11 Want de arme zal niet ophouden uit het midden des lands; daarom gebiede ik u, zeggende: Gij zult uw hand mildelijk opendoen aan uw broeder, aan uw bedrukten en aan uw armen in uw land.
12 Wanneer uw broeder, een Hebreer of een Hebreinne, aan u verkocht zal zijn, zo zal hij u zes jaren dienen; maar in het zevende jaar zult gij hem vrij van u laten gaan.
13 En als gij hem vrij van u gaan laat, zo zult gij hem niet ledig laten gaan:
14 Gij zult hem rijkelijk opleggen van uw kudde, en van uw dorsvloer, en van uw wijnpers; waarin u de HEERE, uw God, gezegend heeft, daarvan zult gij hem geven.
15 En gij zult gedenken, dat gij een dienstknecht in Egypteland geweest zijt, en dat u de HEERE, uw God, verlost heeft; daarom gebiede ik u heden deze zake.

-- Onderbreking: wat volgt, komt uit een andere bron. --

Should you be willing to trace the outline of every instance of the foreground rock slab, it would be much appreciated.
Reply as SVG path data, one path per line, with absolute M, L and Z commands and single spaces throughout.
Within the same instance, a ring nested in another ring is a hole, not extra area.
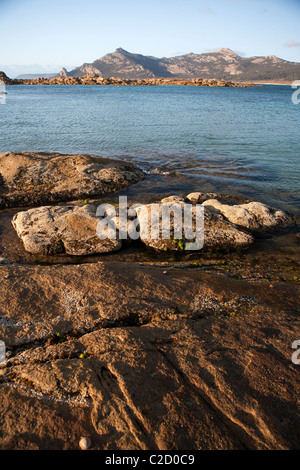
M 143 176 L 133 164 L 94 155 L 1 153 L 0 207 L 101 196 Z

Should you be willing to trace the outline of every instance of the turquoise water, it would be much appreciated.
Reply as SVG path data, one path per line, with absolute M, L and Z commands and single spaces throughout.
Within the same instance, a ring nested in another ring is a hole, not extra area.
M 137 163 L 131 191 L 240 193 L 300 208 L 300 104 L 288 86 L 9 86 L 0 152 L 57 151 Z

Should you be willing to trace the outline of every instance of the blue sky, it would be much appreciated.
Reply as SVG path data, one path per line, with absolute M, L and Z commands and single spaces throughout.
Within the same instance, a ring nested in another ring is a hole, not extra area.
M 300 0 L 0 0 L 0 70 L 71 69 L 122 47 L 156 57 L 228 47 L 300 62 Z

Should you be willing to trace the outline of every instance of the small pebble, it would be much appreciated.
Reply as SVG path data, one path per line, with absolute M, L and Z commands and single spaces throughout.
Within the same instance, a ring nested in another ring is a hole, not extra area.
M 88 450 L 91 447 L 92 441 L 89 437 L 82 437 L 79 441 L 81 450 Z

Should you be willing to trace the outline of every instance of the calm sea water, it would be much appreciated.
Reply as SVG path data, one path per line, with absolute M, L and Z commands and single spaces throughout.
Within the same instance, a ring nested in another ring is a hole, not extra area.
M 300 208 L 300 105 L 288 86 L 9 86 L 0 152 L 56 151 L 135 162 L 129 195 L 244 194 Z

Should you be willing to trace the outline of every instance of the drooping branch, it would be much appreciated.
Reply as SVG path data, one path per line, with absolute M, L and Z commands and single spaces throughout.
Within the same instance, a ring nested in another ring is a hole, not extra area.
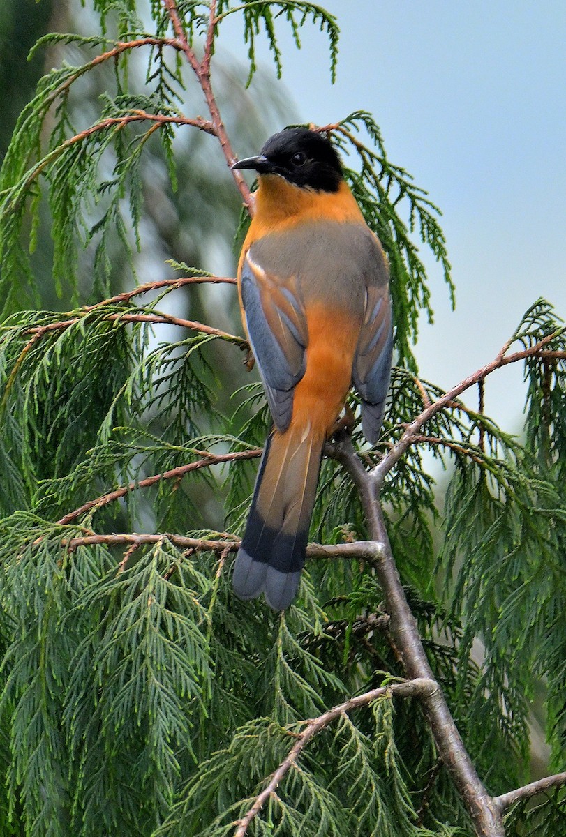
M 177 480 L 183 477 L 185 474 L 198 470 L 200 468 L 209 468 L 211 465 L 219 465 L 223 462 L 251 460 L 260 454 L 261 450 L 255 448 L 250 450 L 239 450 L 230 454 L 207 453 L 203 459 L 198 460 L 196 462 L 189 462 L 185 465 L 178 465 L 177 468 L 163 471 L 162 474 L 154 474 L 152 476 L 146 477 L 145 480 L 140 480 L 139 482 L 130 482 L 127 485 L 121 485 L 120 488 L 116 488 L 107 494 L 103 494 L 101 496 L 96 497 L 95 500 L 89 500 L 88 502 L 84 503 L 78 509 L 75 509 L 74 511 L 69 511 L 64 515 L 57 522 L 61 526 L 65 526 L 67 523 L 72 522 L 72 521 L 80 517 L 80 515 L 90 511 L 92 509 L 102 508 L 102 506 L 107 506 L 108 503 L 111 503 L 115 500 L 120 500 L 121 497 L 129 494 L 130 491 L 135 491 L 138 488 L 148 488 L 150 485 L 155 485 L 156 483 L 161 482 L 162 480 Z
M 551 790 L 553 788 L 561 788 L 563 785 L 566 785 L 566 773 L 555 773 L 553 776 L 547 776 L 536 782 L 531 782 L 530 784 L 523 785 L 522 788 L 517 788 L 507 793 L 502 793 L 501 796 L 496 796 L 494 802 L 499 805 L 502 810 L 505 810 L 516 802 L 528 799 L 532 796 L 536 796 L 537 793 L 543 793 L 547 790 Z
M 344 431 L 337 436 L 334 455 L 358 487 L 370 536 L 380 546 L 380 555 L 374 567 L 383 593 L 384 610 L 390 617 L 389 631 L 401 654 L 407 675 L 412 680 L 434 680 L 435 675 L 393 557 L 378 500 L 377 482 L 373 473 L 364 469 Z M 440 686 L 424 694 L 422 701 L 440 757 L 466 803 L 478 837 L 504 837 L 501 809 L 477 776 Z
M 70 148 L 77 143 L 83 142 L 94 134 L 100 133 L 101 131 L 111 129 L 114 131 L 121 131 L 126 125 L 129 125 L 131 122 L 145 121 L 153 123 L 150 131 L 157 130 L 162 127 L 164 125 L 188 125 L 193 128 L 198 128 L 199 131 L 203 131 L 207 134 L 216 136 L 214 125 L 211 121 L 203 119 L 201 116 L 196 116 L 194 119 L 192 119 L 188 116 L 183 116 L 182 114 L 170 116 L 163 113 L 149 113 L 139 108 L 132 109 L 131 111 L 123 114 L 121 116 L 109 116 L 108 118 L 97 122 L 95 125 L 91 125 L 90 128 L 85 128 L 84 131 L 80 131 L 78 134 L 69 136 L 69 139 L 64 141 L 64 142 L 61 142 L 61 144 L 57 146 L 56 148 L 54 148 L 49 154 L 46 154 L 44 157 L 42 157 L 42 159 L 39 160 L 39 162 L 36 163 L 32 169 L 30 169 L 22 182 L 18 184 L 17 197 L 8 205 L 8 209 L 10 211 L 14 210 L 18 202 L 22 199 L 22 197 L 27 194 L 27 190 L 32 183 L 38 179 L 39 175 L 49 165 L 57 160 L 68 148 Z
M 200 85 L 201 90 L 203 90 L 206 100 L 212 123 L 214 126 L 214 135 L 218 137 L 220 142 L 224 158 L 229 167 L 230 167 L 236 162 L 236 157 L 232 149 L 232 145 L 226 132 L 224 124 L 222 121 L 222 116 L 220 116 L 216 97 L 210 83 L 210 59 L 213 54 L 214 34 L 218 23 L 218 18 L 216 17 L 216 0 L 210 0 L 208 25 L 204 44 L 204 54 L 202 61 L 198 60 L 194 49 L 188 43 L 187 33 L 183 28 L 179 10 L 177 7 L 175 0 L 163 0 L 163 6 L 169 15 L 169 18 L 176 35 L 176 39 L 181 44 L 181 49 L 187 58 L 189 65 L 197 76 L 198 84 Z M 242 196 L 244 203 L 247 207 L 250 213 L 253 214 L 254 198 L 241 172 L 235 169 L 232 172 L 232 176 L 234 177 L 236 186 L 238 187 L 239 193 Z
M 424 409 L 423 412 L 414 418 L 409 424 L 401 438 L 388 450 L 381 462 L 369 472 L 368 479 L 374 483 L 374 490 L 378 494 L 387 474 L 388 474 L 394 465 L 399 462 L 407 449 L 418 439 L 420 429 L 423 425 L 429 421 L 430 418 L 432 418 L 434 415 L 440 412 L 440 410 L 443 409 L 443 408 L 449 406 L 450 402 L 454 401 L 455 398 L 457 398 L 459 395 L 464 393 L 466 389 L 469 389 L 470 387 L 473 387 L 475 384 L 478 384 L 480 381 L 485 380 L 488 375 L 491 375 L 491 372 L 495 372 L 497 369 L 501 369 L 502 367 L 508 366 L 510 363 L 517 363 L 518 361 L 525 360 L 527 357 L 548 357 L 554 359 L 566 358 L 566 352 L 555 352 L 545 349 L 545 347 L 553 339 L 553 335 L 549 335 L 543 340 L 540 340 L 538 342 L 534 343 L 527 349 L 522 349 L 520 352 L 515 352 L 510 355 L 506 354 L 508 348 L 508 344 L 506 343 L 502 351 L 498 353 L 497 357 L 491 361 L 491 363 L 487 363 L 486 366 L 481 367 L 481 369 L 472 372 L 471 375 L 468 375 L 468 377 L 465 377 L 463 381 L 461 381 L 460 383 L 452 387 L 452 388 L 449 389 L 447 393 L 441 396 L 441 398 L 437 398 L 436 401 L 430 404 L 430 406 Z
M 194 463 L 193 464 L 194 465 Z M 162 476 L 163 479 L 167 478 L 165 475 L 162 475 Z M 138 483 L 138 485 L 141 485 L 141 483 Z M 103 497 L 99 498 L 99 501 L 105 501 L 107 496 L 108 495 L 105 495 Z M 117 498 L 112 497 L 112 499 Z M 111 501 L 105 501 L 104 505 Z M 102 504 L 100 503 L 100 505 Z M 83 508 L 81 506 L 81 510 Z M 80 513 L 82 513 L 82 511 L 76 510 L 75 512 L 72 512 L 75 517 L 78 516 Z M 60 523 L 61 521 L 58 522 Z M 162 532 L 161 534 L 138 534 L 136 532 L 121 532 L 117 534 L 112 532 L 111 534 L 104 535 L 89 534 L 78 535 L 74 537 L 64 537 L 61 541 L 61 546 L 71 550 L 76 549 L 78 547 L 95 547 L 100 544 L 105 544 L 109 547 L 121 546 L 122 544 L 143 547 L 158 543 L 159 541 L 163 539 L 170 541 L 173 546 L 178 547 L 180 549 L 191 549 L 200 552 L 222 552 L 224 550 L 226 550 L 227 552 L 234 552 L 239 548 L 241 542 L 240 538 L 235 535 L 228 535 L 227 533 L 223 534 L 222 540 L 214 541 L 210 538 L 188 537 L 184 535 L 174 535 L 170 532 Z M 379 555 L 379 544 L 368 541 L 328 545 L 310 543 L 306 547 L 306 557 L 308 558 L 325 558 L 327 560 L 332 558 L 352 558 L 357 561 L 373 562 Z
M 255 798 L 255 800 L 244 815 L 238 823 L 234 837 L 245 837 L 248 827 L 252 820 L 258 815 L 261 809 L 268 801 L 270 797 L 275 793 L 275 789 L 285 778 L 290 769 L 296 763 L 301 753 L 305 749 L 309 741 L 325 727 L 328 727 L 334 721 L 337 721 L 342 715 L 347 715 L 354 709 L 360 706 L 367 706 L 373 701 L 381 697 L 421 697 L 434 692 L 438 689 L 438 684 L 434 680 L 428 680 L 423 677 L 414 678 L 404 683 L 394 683 L 388 686 L 380 686 L 378 689 L 372 689 L 356 697 L 350 698 L 337 706 L 333 706 L 327 712 L 324 712 L 316 718 L 311 718 L 305 721 L 305 728 L 296 737 L 296 741 L 287 756 L 281 762 L 276 770 L 271 773 L 270 780 L 265 788 Z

16 Maar het zal geschieden, als hij tot u zeggen zal: Ik zal niet van u uitgaan, omdat hij u en uw huis liefheeft, dewijl het hem wel bij u is;
17 Zo zult gij een priem nemen, en steken in zijn oor en in de deur, en hij zal eeuwiglijk uw dienstknecht zijn; en aan uw dienstmaagd zult gij ook alzo doen.